Antiseizure Medications Can Produce Life-Threatening Reactions
Targeted blood tests, asking patients about risk factors, and dose modifications can lessen the risk of potentially fatal reactions to antiseizure medications that millions of Americans take for epilepsy and other conditions. However, skin reactions in newly medicated patients still require speedy medical attention, according to research from Rutgers Health.
Rashes are a common side effect of antiseizure medications, occurring in 2 to 16 percent of patients and vary by specific drug.
Although most rashes are not life-threatening, roughly 5 percent indicate life-threatening reactions. The FDA recently issued a warning about serious reactions to two antiseizure medications: levetiracetam and clobazam.
“Dangerous reactions are rare, but patients and caregivers should understand the risk and how to respond if side effects occur,” said Ram Mani, chief of the adult epilepsy division at Rutgers Robert Wood Johnson Medical School and lead author of the study published in Current Treatment Options in Neurology.
“Patients should seek medical treatment if rashes develop rather than waiting for them to disappear,” added co-author Cindy Wassef, an assistant professor of dermatology at Robert Wood Johnson Medical School. “If symptoms are mild, they can contact their neurologist or primary care physician, but serious symptoms like a high fever, skin pain, or blisters warrant a trip to the emergency room or a 911 call.”

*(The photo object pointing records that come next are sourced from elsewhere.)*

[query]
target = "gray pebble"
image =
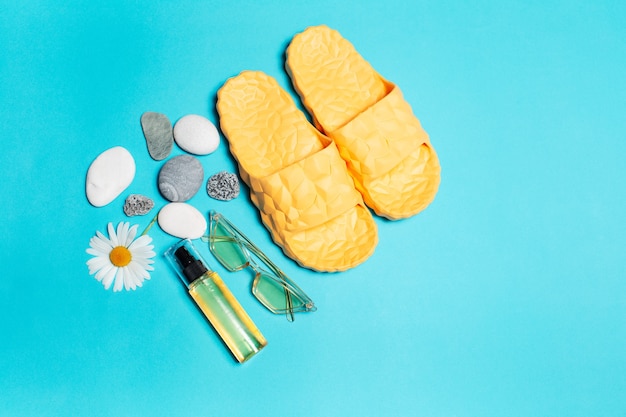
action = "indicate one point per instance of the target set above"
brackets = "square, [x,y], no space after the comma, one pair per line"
[223,186]
[137,205]
[157,129]
[180,178]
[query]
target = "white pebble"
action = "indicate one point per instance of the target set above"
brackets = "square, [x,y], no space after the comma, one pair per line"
[196,134]
[182,220]
[109,175]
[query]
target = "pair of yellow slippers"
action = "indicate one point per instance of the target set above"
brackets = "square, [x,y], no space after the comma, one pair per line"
[311,184]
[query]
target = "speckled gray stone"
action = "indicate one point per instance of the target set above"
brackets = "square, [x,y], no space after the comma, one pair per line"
[180,178]
[157,129]
[223,186]
[138,205]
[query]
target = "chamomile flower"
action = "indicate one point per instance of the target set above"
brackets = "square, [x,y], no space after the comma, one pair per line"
[121,257]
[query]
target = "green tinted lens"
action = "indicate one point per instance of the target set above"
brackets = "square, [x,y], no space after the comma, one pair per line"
[226,249]
[274,295]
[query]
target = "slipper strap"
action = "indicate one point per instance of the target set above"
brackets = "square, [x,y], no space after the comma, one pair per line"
[307,193]
[379,138]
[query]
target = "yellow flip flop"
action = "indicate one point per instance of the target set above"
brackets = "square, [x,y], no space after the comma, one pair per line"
[296,176]
[388,153]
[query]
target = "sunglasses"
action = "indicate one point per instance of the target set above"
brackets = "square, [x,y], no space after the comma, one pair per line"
[271,286]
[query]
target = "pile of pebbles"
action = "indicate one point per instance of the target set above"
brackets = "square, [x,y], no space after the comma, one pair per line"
[180,178]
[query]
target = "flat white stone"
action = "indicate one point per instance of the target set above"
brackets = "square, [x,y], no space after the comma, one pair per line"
[109,175]
[196,134]
[182,220]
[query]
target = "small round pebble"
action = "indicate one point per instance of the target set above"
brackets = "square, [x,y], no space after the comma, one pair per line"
[182,220]
[180,178]
[157,129]
[196,134]
[109,175]
[137,205]
[223,186]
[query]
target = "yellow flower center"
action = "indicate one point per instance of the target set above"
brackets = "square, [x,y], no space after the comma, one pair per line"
[120,256]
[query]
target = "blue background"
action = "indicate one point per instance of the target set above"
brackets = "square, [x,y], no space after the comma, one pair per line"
[506,297]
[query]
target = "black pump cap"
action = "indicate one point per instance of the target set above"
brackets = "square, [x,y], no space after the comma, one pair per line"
[192,267]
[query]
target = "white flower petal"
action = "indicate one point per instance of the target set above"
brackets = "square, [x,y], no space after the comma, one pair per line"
[96,264]
[107,280]
[119,280]
[112,235]
[141,242]
[104,246]
[132,232]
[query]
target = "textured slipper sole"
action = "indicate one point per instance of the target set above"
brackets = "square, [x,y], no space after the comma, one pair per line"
[388,153]
[297,179]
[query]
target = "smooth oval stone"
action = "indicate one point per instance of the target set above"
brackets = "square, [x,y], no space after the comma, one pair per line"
[196,134]
[223,186]
[182,220]
[180,178]
[109,175]
[157,129]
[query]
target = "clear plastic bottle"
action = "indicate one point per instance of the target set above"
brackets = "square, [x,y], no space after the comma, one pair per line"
[216,301]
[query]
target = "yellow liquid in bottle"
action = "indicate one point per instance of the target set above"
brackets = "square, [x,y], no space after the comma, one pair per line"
[227,316]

Despite these risks, antiseizure medicines are important for many medical conditions. The proper antiseizure medication can stop further seizures in 70 percent of patients. Such medications also help many patients with bipolar disorder, anxiety, migraines and neuropathic pain.
This new review synthesizes published data on individual antiseizure medications and distinguishes the different rashes and their triggers.
Risk factors for severe reactions include the use of aromatic antiseizure medications, rapid dose escalation, genetic predisposition, and certain drug interactions.
“Patients who react to one medication are more likely to react to others with structural similarities, but with 30 FDA-approved options, we can typically find each patient an effective treatment with minimal to no side effects,” Mani said.
In the most common non-disabling reaction, the rash typically occurs within two weeks of treatment and affects the torso or limbs with a flat rash or hive-like bumps. It usually disappears without treatment a few weeks after patients stop the medication.
Severe conditions, on the other hand, often require urgent treatment. In Stevens-Johnson syndrome or toxic epidermal necrolysis — which produces fever, eye pain and detached skin — inpatient care is often needed.
Mani estimated that several thousand patients suffer severe reactions to antiseizure medications each year, but the numbers could decrease if neurologists consistently put high-risk patients on low-risk medicines.
“I gave a talk on this topic at the American Epilepsy Society Conference last year, and I asked the more than 200 doctors in the room how frequently they perform the recommended HLA screening tests on indicated patients, and only a handful raised their hands,” Mani said. “So there’s definitely room for improvement to increase patient safety.”